I have a data frame like this
col1 col2 col3 col4 action_id
0 1 2 2 0 a, apple
1 1 2 3 5 b, apple
2 0.2 0.3 8 1 c, apple
3 0.2 0.02 1 2 a, apple
4 11 11 22 11 b, apple
I want to convert this data frame into dict with action_id as my key and others as my values.

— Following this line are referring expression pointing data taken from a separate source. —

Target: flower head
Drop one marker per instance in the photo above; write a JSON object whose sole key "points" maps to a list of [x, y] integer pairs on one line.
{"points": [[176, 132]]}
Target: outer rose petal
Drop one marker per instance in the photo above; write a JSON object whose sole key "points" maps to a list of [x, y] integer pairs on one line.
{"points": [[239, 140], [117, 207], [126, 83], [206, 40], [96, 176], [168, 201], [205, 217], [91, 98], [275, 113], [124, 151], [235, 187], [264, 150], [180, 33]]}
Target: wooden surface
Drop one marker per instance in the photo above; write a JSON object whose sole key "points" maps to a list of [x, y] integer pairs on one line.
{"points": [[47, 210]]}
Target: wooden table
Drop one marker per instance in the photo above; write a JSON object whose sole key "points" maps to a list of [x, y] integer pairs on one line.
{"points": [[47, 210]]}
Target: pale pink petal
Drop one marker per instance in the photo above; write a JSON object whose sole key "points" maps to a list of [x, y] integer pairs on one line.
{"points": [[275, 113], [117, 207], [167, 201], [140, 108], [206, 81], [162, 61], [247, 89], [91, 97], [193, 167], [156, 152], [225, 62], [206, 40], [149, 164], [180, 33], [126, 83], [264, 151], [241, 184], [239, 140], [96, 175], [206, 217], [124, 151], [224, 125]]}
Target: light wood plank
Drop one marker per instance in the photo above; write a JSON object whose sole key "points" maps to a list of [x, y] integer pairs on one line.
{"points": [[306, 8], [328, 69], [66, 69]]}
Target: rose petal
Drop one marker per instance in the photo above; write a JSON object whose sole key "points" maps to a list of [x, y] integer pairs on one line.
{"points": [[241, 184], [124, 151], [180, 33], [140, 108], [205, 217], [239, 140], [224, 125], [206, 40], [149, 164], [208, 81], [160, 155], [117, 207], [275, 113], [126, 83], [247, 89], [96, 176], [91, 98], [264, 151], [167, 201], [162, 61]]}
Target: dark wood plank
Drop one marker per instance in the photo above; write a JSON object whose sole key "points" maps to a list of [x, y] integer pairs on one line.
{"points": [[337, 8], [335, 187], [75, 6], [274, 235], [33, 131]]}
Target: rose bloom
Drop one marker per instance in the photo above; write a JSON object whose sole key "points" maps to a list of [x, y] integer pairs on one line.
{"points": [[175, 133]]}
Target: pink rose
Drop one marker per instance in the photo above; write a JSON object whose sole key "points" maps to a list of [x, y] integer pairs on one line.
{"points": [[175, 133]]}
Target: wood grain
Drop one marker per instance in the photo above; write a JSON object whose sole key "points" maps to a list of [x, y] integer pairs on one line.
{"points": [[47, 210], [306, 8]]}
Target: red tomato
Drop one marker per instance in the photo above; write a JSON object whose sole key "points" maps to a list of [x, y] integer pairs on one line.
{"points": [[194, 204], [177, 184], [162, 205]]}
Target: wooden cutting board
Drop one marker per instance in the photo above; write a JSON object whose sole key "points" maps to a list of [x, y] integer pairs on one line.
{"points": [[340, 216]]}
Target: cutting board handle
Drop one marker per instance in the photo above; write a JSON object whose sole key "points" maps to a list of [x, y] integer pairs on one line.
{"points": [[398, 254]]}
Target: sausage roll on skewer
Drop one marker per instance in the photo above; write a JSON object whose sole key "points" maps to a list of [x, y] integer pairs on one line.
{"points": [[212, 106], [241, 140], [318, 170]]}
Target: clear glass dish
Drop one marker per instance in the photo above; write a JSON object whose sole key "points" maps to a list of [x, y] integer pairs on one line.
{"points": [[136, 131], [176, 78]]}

I want my output in this manner:
{('a', 'apple'): array([[1, 2, 2, 0]]),
('b', 'apple'): array([[1, 2, 3, 5]]),
('c', 'apple'): array([[0.2, 0.3, 8, 1]]),
('a', 'apple'): array([[0.2, 0.02, 1, 2]]),
('b', 'apple'): array([[11, 11, 22, 11]])}
I have tried this method
data2d = var.set_index('action_id').T.to_dict('list')
considering var
as my dataframe.
But this method is overwriting the values in dict with the duplicate keys and only returns me the last values from the duplicate key. Is there any way I can get duplicate keys also with different values?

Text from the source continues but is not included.